Мы стали друзьями еще до того, как меня искалечило. Я прокладывал высоковольтную линию и запутал ему сети. Большинство парней на моем месте взяли бы нож и с легкостью выпутались бы, погубив сети ценой в пятьдесят пять, а то и в шестьдесят долларов. Но ведь это месячный заработок рыбака! Так что я не стал попусту махать ножом, а всплыл на поверхность и долго сидел в лодке Джуао, пока он меня распутывал. Потом мы вытащили сеть на берег и залатали. С тех пор я помогаю Джуао ловить рыбу, указываю нужные места. А он расплачивается выпивкой.

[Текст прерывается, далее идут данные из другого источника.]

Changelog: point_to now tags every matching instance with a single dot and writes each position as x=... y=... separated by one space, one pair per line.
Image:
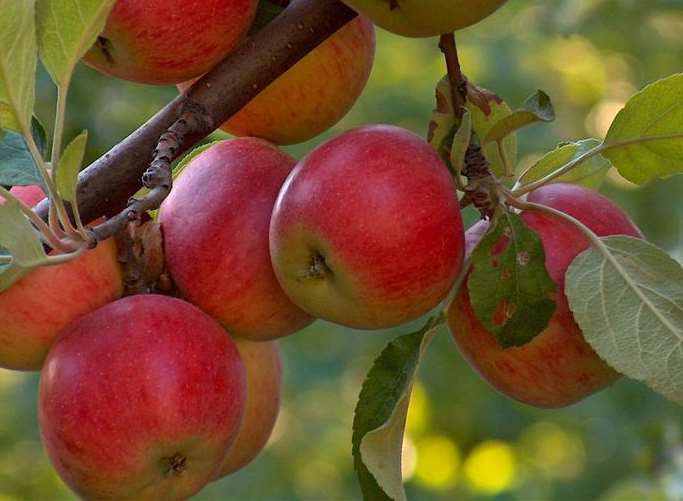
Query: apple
x=154 y=42
x=264 y=378
x=367 y=230
x=215 y=224
x=315 y=93
x=557 y=367
x=140 y=400
x=37 y=307
x=425 y=18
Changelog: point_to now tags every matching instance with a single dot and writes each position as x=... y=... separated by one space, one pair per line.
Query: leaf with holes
x=66 y=30
x=537 y=108
x=66 y=175
x=590 y=173
x=380 y=415
x=627 y=297
x=656 y=115
x=509 y=285
x=18 y=60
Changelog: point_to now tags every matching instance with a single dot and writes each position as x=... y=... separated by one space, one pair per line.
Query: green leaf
x=537 y=108
x=18 y=236
x=66 y=175
x=66 y=30
x=509 y=285
x=655 y=112
x=17 y=167
x=627 y=297
x=485 y=109
x=590 y=173
x=18 y=59
x=380 y=415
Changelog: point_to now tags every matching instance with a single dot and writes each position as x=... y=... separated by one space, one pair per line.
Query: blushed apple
x=557 y=367
x=37 y=307
x=425 y=18
x=140 y=400
x=315 y=93
x=166 y=42
x=215 y=224
x=367 y=230
x=264 y=388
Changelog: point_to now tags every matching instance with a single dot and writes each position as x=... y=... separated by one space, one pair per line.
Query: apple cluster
x=151 y=396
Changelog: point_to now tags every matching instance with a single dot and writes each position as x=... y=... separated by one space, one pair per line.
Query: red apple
x=140 y=400
x=557 y=367
x=215 y=225
x=264 y=378
x=367 y=231
x=170 y=41
x=37 y=307
x=315 y=93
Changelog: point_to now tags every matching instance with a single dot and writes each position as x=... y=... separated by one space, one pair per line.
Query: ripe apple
x=367 y=231
x=38 y=306
x=425 y=18
x=154 y=42
x=140 y=400
x=215 y=224
x=264 y=378
x=315 y=93
x=557 y=367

Вот мы и дружим уже лет двадцать. За это время меня постигло большое несчастье, и я оказался «списанным на берег», а Джуао выдал замуж пять своих сестер, женился сам и завел двух детей. (Ах, эти bolitos и teneror asados, которые Амалия, жена Джуао, дама с масленистой косой и вечно болтающимися грудями, делала по воскресеньям на обед и ужин! Иногда их хватало и на завтрак в понедельник.) Вместе с Джуао и его женой я летал на вертолете в город, и там, в больнице, мы с Джуао были вместе. Босиком. Тогда он стоял и вычесывал рыбную чешую из своих волос. Мы оба ее вычесывали. Потом я держал его, а он плакал. Я пытался объяснить ему, почему врачи, которые могли за неделю превратить ребенка в амфибию — существо, месяцами живущее под пенной гладью моря, — оказались бессильны перед раком щитовидной железы с обильными метастазами... Джуао и я вернулись в деревню вдвоем за три дня до нашего дня рождения...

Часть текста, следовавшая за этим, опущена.